Excerpts from a Travel Bug

The following are some excerpts from the book “Friends a Villa & a Travel Bug”

Written by a return guest of Italian Town and Country, Janice Davis, is a native of New York working as an exhibit designer. She has her own business www.janicedavisdesign.com

 

Oh and then there are the wines – lets not forget about the wines. From Chiantis, to Vino Nobile, that make great reasonably prices table wines to pricier but extremely delicious Brunellos, no one ever went thirsty for lack of good wine in Italy.

 

Wild Boar can be found on every menu served in any number of ways, one tastier that the next. Pigeon also seems to be a local specialty so you might find yourself ordering the just once to try it but one may be enough.

 

While Tuscany is an extremely popular tourist destination (evident when you find you need a reservation to get into the Uffizi gallery during peak season), as soon as you venture outside of the cities and into the hills you’re barely aware of other tourists. I’m sure they’re there, but their presence never seems intrusive each small town that you visit seems filled with locals going about their daily routine, and  you as a visitor are accommodated gracefully  but never get the sense that you are in a place that exists only to draw tourists and sell them trinkets.

 

Particularly Wonderful things about The Villa:

 

Well, y’know, they say you never forget your first love. Likewise, you never you never forget your first Villa.

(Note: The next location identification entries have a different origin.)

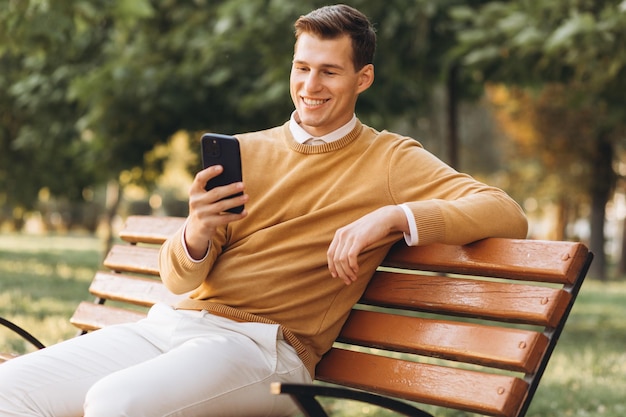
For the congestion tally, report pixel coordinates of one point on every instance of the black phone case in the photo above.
(222, 150)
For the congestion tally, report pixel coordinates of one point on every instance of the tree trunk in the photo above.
(602, 184)
(453, 117)
(113, 199)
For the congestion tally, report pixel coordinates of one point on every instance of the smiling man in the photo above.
(326, 197)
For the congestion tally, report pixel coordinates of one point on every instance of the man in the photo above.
(272, 286)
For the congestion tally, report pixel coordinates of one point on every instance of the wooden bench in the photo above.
(463, 327)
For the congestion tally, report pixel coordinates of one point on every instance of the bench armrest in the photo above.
(304, 396)
(23, 333)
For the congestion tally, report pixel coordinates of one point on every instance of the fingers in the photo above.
(342, 257)
(216, 200)
(208, 209)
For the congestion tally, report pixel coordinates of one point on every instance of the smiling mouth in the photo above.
(314, 102)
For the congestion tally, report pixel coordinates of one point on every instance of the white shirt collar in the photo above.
(301, 135)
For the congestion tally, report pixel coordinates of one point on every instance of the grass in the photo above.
(42, 279)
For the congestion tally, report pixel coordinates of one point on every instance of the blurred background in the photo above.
(102, 104)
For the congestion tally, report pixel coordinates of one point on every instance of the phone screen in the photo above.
(222, 150)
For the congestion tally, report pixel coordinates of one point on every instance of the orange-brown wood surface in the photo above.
(535, 260)
(501, 354)
(498, 347)
(496, 395)
(89, 316)
(154, 230)
(131, 289)
(474, 298)
(139, 259)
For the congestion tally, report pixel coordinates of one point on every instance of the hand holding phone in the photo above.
(222, 150)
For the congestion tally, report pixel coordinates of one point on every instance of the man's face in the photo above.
(324, 84)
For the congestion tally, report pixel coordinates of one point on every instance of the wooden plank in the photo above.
(534, 260)
(517, 303)
(89, 316)
(498, 347)
(150, 229)
(130, 258)
(488, 394)
(132, 289)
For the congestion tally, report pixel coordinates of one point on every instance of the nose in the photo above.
(312, 82)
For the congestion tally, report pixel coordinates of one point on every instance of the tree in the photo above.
(39, 143)
(576, 43)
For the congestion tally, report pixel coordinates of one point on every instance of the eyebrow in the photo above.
(335, 66)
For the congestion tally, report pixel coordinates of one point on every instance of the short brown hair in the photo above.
(330, 22)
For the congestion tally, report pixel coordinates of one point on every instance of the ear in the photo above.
(366, 77)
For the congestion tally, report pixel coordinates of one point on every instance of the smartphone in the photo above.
(222, 150)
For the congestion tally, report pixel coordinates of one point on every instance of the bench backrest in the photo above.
(466, 327)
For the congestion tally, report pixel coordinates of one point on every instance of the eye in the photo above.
(301, 68)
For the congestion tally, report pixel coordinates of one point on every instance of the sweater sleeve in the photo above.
(178, 271)
(448, 206)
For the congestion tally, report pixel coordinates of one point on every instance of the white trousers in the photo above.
(173, 363)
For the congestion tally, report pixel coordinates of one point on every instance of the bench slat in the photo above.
(517, 303)
(150, 229)
(89, 316)
(497, 395)
(132, 289)
(497, 347)
(130, 258)
(534, 260)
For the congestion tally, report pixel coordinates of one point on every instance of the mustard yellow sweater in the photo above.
(271, 266)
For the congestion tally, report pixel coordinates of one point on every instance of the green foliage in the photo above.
(88, 87)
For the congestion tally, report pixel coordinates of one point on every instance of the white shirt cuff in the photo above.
(411, 238)
(191, 258)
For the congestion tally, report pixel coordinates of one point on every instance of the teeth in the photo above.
(311, 102)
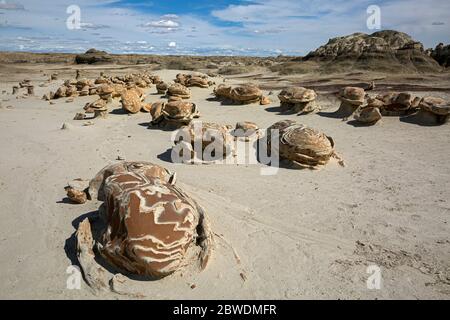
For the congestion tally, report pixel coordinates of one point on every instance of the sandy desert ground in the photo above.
(299, 234)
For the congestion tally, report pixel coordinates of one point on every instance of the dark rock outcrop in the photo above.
(441, 54)
(93, 56)
(381, 51)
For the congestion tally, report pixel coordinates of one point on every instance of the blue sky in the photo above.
(229, 27)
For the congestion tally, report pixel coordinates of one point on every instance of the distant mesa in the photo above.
(93, 56)
(441, 54)
(381, 51)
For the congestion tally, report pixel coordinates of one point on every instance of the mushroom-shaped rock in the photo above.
(76, 196)
(178, 90)
(368, 115)
(175, 114)
(246, 94)
(223, 91)
(397, 104)
(247, 130)
(156, 112)
(352, 98)
(60, 92)
(105, 91)
(299, 99)
(304, 146)
(153, 228)
(211, 139)
(99, 105)
(196, 81)
(265, 101)
(433, 111)
(162, 87)
(131, 101)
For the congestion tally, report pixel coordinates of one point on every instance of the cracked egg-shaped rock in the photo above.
(304, 146)
(368, 115)
(351, 99)
(434, 111)
(178, 90)
(174, 113)
(197, 81)
(296, 95)
(246, 94)
(162, 87)
(352, 95)
(180, 111)
(247, 130)
(153, 228)
(131, 101)
(207, 135)
(223, 91)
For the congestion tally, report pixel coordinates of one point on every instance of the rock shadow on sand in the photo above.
(97, 227)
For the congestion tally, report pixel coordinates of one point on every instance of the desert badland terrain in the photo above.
(297, 234)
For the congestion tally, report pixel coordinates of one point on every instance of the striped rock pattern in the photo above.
(151, 223)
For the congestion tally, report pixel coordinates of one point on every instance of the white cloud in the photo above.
(4, 5)
(162, 24)
(293, 26)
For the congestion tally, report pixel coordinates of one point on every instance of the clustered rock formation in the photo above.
(369, 110)
(299, 100)
(441, 54)
(129, 88)
(243, 94)
(93, 56)
(194, 80)
(209, 133)
(179, 90)
(383, 50)
(174, 114)
(24, 84)
(302, 146)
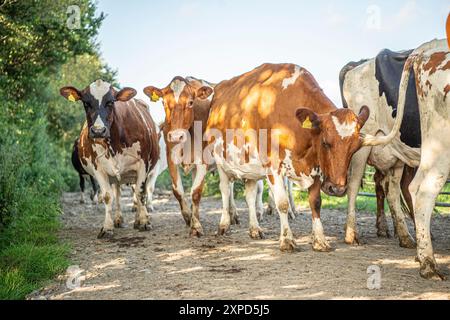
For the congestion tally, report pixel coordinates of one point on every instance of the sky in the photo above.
(150, 42)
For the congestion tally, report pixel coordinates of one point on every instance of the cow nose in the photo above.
(98, 132)
(177, 136)
(337, 191)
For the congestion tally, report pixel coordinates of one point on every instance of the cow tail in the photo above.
(370, 140)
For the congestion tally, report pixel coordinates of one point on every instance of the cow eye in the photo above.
(326, 145)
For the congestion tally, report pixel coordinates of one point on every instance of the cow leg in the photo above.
(315, 202)
(118, 220)
(292, 207)
(107, 195)
(196, 195)
(393, 196)
(407, 177)
(382, 227)
(178, 191)
(151, 182)
(142, 218)
(82, 185)
(259, 203)
(356, 173)
(133, 190)
(251, 190)
(234, 218)
(94, 194)
(271, 207)
(225, 220)
(430, 178)
(276, 184)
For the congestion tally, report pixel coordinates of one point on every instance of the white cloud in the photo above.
(189, 9)
(335, 18)
(407, 14)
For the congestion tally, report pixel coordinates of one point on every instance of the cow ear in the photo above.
(364, 114)
(153, 93)
(70, 93)
(308, 119)
(125, 94)
(204, 92)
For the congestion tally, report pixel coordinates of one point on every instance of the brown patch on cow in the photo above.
(446, 66)
(435, 61)
(107, 198)
(132, 123)
(446, 91)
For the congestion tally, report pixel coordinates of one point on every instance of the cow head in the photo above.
(178, 100)
(335, 138)
(98, 100)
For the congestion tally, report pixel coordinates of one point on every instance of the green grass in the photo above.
(30, 252)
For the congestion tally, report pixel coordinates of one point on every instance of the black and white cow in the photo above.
(430, 64)
(82, 175)
(118, 145)
(375, 83)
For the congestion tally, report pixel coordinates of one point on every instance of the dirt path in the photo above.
(166, 263)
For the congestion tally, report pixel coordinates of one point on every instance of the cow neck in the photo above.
(115, 142)
(305, 160)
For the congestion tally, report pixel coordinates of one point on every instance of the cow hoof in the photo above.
(223, 230)
(407, 242)
(291, 215)
(383, 234)
(187, 218)
(287, 245)
(321, 246)
(256, 233)
(118, 223)
(429, 270)
(145, 227)
(351, 238)
(196, 232)
(105, 234)
(235, 219)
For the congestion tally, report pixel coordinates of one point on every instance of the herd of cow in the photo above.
(396, 117)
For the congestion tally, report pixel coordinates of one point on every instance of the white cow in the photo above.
(431, 66)
(375, 83)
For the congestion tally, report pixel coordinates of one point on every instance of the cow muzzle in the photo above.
(177, 136)
(334, 190)
(98, 132)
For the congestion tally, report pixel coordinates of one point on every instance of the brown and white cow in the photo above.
(430, 64)
(186, 102)
(118, 145)
(316, 141)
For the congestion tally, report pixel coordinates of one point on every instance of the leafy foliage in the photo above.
(38, 55)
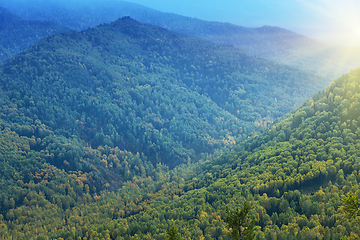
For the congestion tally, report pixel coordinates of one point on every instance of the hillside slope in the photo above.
(17, 34)
(270, 42)
(148, 90)
(294, 175)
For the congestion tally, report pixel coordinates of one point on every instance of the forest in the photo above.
(294, 174)
(270, 42)
(127, 130)
(17, 34)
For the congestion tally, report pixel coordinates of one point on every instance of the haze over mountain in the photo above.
(17, 34)
(122, 130)
(293, 174)
(273, 43)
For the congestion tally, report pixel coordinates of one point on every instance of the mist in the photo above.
(327, 21)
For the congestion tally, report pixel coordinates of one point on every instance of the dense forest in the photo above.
(123, 131)
(294, 175)
(143, 89)
(269, 42)
(17, 34)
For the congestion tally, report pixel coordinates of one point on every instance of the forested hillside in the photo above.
(17, 34)
(143, 89)
(270, 42)
(293, 175)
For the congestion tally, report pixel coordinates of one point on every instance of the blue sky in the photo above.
(333, 21)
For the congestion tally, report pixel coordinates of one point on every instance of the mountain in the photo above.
(145, 89)
(17, 34)
(270, 42)
(83, 113)
(293, 175)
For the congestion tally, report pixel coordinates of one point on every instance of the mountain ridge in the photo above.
(17, 34)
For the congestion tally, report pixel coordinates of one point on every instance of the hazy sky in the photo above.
(335, 21)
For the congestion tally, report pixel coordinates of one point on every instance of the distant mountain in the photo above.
(17, 34)
(83, 113)
(269, 42)
(148, 90)
(294, 174)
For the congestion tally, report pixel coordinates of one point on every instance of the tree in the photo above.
(240, 222)
(173, 233)
(352, 209)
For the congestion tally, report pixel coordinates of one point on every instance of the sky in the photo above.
(332, 21)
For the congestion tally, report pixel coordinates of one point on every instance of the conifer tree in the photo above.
(240, 222)
(173, 233)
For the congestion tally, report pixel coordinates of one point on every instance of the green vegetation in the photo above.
(173, 234)
(352, 203)
(111, 133)
(240, 222)
(269, 42)
(17, 34)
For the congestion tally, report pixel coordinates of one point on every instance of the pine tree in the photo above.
(173, 233)
(240, 222)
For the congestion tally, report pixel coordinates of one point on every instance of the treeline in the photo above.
(17, 34)
(145, 89)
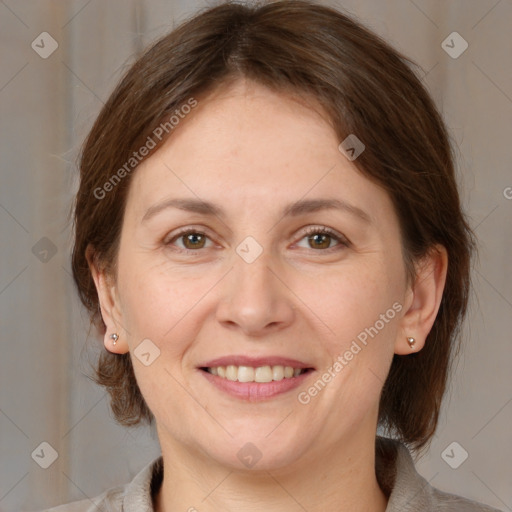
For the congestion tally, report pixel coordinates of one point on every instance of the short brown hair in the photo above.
(368, 89)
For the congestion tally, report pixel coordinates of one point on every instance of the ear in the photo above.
(423, 298)
(109, 305)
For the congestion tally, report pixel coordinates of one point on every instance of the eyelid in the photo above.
(308, 231)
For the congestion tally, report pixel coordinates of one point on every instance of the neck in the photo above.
(342, 479)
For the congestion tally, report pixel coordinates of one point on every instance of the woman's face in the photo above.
(255, 286)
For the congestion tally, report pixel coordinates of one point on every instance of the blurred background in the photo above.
(59, 62)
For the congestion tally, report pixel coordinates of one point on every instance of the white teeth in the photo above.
(277, 372)
(245, 374)
(231, 372)
(288, 372)
(259, 374)
(263, 374)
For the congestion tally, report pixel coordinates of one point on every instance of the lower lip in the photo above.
(255, 391)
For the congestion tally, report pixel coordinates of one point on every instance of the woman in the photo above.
(269, 238)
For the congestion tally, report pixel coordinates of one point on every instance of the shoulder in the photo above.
(408, 490)
(111, 501)
(447, 502)
(134, 496)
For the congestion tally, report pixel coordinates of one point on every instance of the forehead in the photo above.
(244, 140)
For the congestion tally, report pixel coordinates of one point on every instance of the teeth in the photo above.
(260, 374)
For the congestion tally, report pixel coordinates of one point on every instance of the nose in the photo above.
(255, 298)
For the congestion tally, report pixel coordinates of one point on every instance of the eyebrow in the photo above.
(295, 209)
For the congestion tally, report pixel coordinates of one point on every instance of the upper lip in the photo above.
(255, 362)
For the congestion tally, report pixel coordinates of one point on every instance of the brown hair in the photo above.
(367, 89)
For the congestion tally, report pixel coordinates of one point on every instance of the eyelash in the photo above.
(313, 230)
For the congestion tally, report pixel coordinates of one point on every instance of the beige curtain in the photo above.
(59, 61)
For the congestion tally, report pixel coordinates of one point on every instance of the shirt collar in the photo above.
(406, 489)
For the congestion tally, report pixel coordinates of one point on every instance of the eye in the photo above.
(191, 239)
(320, 237)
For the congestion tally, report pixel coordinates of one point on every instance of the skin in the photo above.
(253, 151)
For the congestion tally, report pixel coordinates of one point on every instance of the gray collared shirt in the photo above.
(407, 490)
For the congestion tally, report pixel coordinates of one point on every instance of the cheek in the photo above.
(356, 301)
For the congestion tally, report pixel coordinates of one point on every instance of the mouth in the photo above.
(259, 374)
(255, 379)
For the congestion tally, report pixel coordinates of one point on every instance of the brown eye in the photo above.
(189, 240)
(322, 238)
(319, 241)
(193, 240)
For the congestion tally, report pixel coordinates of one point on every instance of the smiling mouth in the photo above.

First, last, or in between, however, Santa Lucia di Sopra, really was an exceptional experience. It was more expensive than most that we’ve rented since, averaging about $750.00 per person per week, which is still a whole lot cheaper than an upscale hotel, but worth every penny. Tuscany does tend to command higher prices than most other popular villa rental destinations, simply because villas in that area are so greatly in demand. But it’s a chicken-and-egg sort of situation- its pricier because its popular, but it’s popular because it deserves to be.

 

Villa Santa Lucia was in the area of Panzano, but was not in the town itself. It was on the next (small and gentle) hill over, which meant that that the north-facing bedroom windows framed the tiny little town in the distance, which was storybook charming. It was about a twenty minute stroll to town where you could get groceries from the small shops or from the weekly Sunday outdoor market.

 

The Villa featured frescos on the ceiling of the salon, a billiard room, a pool that looked over the vineyards, and olive groves, and several terraces where a dinner or evening cocktails could be had while twilight set in and a pinkish-purple light glowed over the hills.

 

As I write this you should know that I’m fighting the urge to pick up the phone and book a plane ticket….now!

Esoteric / Quirky Things About the Nearby Towns:

 

John Ferrari, our booking agent from ItalianTown and Country told us that while in Panzano we had to check out the butcher. “The butcher?” I though – “Really” Didn’t seem exactly like and exciting attraction, particularly given what I’ve already confess about my lack of ability/interest in cooking. Dutifully though, a couple of days after arrival we sought out Dario Cecchini’s butcher shop, Antica Macelleria Cecchini, and understood why John Ferrari had directed us there. This was like no butcher shop we’d ever seen –  aside from the frescoed interior there was opera fairly blaring from the speakers, a  large butcher-block, counter with cooked  meats for tasting, and a lively, smiling man behind the counter who was clearly as passionate about meat and seasonings as Pavarotti was about opera. A few years after our visit, the world discovered Dario Cecchini – he, his shop and his line of (out of this world) seasonings were featured in New York magazine. Still he and the Antica Macelleria remain loyally in Panzano, so if you find yourself in the neighborhood, do stop in.